Near the end, the forum took a more light-hearted tone when moderators asked candidates to select a hypothetical running mate from the group of contenders onstage.
After some hesitation, Brown chose Lightfoot, as did Daley. Chico said he would go with the “good-looking bald guy” at the end of the table, referencing Vallas, to which Daley joked that he thought he was about to pick him.
Enyia chose Ford as someone whom she’s worked with in the past and seems genuine. Fioretti also chose Ford, who chose both Enyia and Fioretti. Kozlar picked Enyia, calling her a “genuine person.”

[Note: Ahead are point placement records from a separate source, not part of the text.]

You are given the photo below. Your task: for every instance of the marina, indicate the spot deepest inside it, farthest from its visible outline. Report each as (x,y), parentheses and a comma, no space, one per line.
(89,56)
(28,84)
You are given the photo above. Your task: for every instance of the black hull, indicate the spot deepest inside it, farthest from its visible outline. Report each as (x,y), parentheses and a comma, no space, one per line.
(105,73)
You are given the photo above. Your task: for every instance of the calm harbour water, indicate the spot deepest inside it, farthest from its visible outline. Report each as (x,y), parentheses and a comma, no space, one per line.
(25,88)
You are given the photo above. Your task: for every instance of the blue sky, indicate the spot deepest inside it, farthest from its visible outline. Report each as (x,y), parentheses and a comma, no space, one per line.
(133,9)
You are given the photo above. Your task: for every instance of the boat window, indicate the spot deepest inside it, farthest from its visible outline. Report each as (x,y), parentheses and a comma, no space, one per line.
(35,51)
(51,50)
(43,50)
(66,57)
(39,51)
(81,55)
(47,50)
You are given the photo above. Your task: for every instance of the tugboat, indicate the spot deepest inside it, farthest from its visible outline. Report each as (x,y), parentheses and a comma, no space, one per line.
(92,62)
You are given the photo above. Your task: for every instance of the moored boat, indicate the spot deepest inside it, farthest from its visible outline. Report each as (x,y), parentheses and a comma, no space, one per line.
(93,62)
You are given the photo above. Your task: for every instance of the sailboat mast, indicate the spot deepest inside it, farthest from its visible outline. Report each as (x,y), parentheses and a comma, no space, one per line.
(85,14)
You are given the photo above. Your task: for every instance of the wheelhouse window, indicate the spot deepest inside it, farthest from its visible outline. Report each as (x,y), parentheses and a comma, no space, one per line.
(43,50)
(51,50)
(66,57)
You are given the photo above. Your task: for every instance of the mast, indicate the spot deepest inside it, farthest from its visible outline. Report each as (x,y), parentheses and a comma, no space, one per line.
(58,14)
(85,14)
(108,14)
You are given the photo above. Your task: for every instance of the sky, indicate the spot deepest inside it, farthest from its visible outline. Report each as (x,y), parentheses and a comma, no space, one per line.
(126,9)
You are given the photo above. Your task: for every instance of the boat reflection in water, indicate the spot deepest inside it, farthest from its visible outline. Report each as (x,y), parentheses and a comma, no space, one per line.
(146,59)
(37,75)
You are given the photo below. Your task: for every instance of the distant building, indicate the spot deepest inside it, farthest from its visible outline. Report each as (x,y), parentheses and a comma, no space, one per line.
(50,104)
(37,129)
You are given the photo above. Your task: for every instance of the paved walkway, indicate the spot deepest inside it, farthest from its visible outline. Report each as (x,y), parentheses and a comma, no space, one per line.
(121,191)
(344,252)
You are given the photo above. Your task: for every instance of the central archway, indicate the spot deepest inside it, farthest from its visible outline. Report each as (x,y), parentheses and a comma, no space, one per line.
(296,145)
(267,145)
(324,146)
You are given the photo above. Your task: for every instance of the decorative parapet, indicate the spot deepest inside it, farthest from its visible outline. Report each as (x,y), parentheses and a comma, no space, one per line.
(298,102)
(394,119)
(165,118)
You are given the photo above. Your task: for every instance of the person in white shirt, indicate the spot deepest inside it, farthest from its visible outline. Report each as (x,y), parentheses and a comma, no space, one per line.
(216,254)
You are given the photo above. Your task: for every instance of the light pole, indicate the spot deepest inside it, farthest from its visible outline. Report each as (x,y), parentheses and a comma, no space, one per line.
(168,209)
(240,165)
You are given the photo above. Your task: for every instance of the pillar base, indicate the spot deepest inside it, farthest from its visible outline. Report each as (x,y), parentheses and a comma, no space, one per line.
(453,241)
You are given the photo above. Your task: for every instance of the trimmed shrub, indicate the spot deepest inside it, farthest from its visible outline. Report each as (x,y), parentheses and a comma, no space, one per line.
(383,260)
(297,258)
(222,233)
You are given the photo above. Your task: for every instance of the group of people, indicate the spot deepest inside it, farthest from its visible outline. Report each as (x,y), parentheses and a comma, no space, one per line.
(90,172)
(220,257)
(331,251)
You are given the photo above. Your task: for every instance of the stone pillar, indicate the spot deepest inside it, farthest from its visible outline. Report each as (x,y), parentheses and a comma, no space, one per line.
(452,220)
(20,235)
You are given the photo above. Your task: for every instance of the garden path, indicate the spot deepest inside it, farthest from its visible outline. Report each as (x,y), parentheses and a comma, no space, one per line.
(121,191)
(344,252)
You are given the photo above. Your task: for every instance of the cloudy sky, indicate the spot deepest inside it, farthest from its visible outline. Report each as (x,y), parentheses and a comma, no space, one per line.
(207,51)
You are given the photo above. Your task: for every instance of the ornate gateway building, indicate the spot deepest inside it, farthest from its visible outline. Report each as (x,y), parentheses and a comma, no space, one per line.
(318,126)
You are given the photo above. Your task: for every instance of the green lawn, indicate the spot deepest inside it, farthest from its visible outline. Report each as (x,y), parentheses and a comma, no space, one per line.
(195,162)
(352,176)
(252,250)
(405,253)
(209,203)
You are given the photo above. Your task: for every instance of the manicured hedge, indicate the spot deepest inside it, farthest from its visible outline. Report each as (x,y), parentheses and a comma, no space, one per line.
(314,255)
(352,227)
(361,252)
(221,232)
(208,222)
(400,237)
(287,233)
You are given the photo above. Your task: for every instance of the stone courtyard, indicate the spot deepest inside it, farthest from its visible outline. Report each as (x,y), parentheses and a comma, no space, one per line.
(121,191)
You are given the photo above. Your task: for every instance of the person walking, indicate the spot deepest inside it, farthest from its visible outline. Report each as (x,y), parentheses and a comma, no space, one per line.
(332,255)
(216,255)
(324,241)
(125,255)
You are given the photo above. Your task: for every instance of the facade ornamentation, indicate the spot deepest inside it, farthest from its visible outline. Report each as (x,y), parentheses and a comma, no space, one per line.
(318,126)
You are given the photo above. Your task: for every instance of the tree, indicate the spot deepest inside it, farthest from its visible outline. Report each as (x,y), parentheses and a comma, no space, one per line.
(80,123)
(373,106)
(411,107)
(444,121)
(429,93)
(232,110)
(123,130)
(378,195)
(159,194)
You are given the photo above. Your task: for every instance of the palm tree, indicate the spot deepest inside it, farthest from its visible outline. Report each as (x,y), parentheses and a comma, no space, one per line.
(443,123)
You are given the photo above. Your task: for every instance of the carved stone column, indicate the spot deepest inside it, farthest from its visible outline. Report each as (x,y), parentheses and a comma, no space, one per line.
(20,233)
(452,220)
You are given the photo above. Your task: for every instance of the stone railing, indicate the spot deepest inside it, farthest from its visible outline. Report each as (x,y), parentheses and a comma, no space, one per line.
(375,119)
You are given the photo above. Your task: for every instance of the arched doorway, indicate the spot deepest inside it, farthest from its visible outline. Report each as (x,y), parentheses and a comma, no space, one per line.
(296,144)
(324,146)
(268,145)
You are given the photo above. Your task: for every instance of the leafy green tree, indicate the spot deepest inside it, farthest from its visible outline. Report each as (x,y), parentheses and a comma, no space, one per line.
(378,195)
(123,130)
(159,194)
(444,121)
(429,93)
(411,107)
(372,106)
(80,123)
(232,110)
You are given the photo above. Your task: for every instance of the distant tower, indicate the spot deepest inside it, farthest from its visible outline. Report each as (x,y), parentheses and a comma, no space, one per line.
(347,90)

Lightfoot said there were a number of people she admires but wouldn’t pick anyone who didn’t get into the race before Emanuel left, then declined to choose any one person, drawing a loud round of boos from the crowd.
McCarthy and Vallas similarly said they wouldn’t choose someone who preceded Emanuel’s exit, but McCarthy said he was torn between Lightfoot and Wilson. Vallas said he’d be comfortable with Enyia, Wilson or Lightfoot.
“I’m not torn at all,” Mendoza said, before tapping Enyia as someone with bold ideas who loves and cares about people. “She represents the future.”
Wilson ran out the 30-second clock on his answer, ultimately naming no one.
“There’s a lot of people I like and a lot of people I don’t like up here,” he said as the audience laughed. “I’d go to citizens first and ask for suggestions.”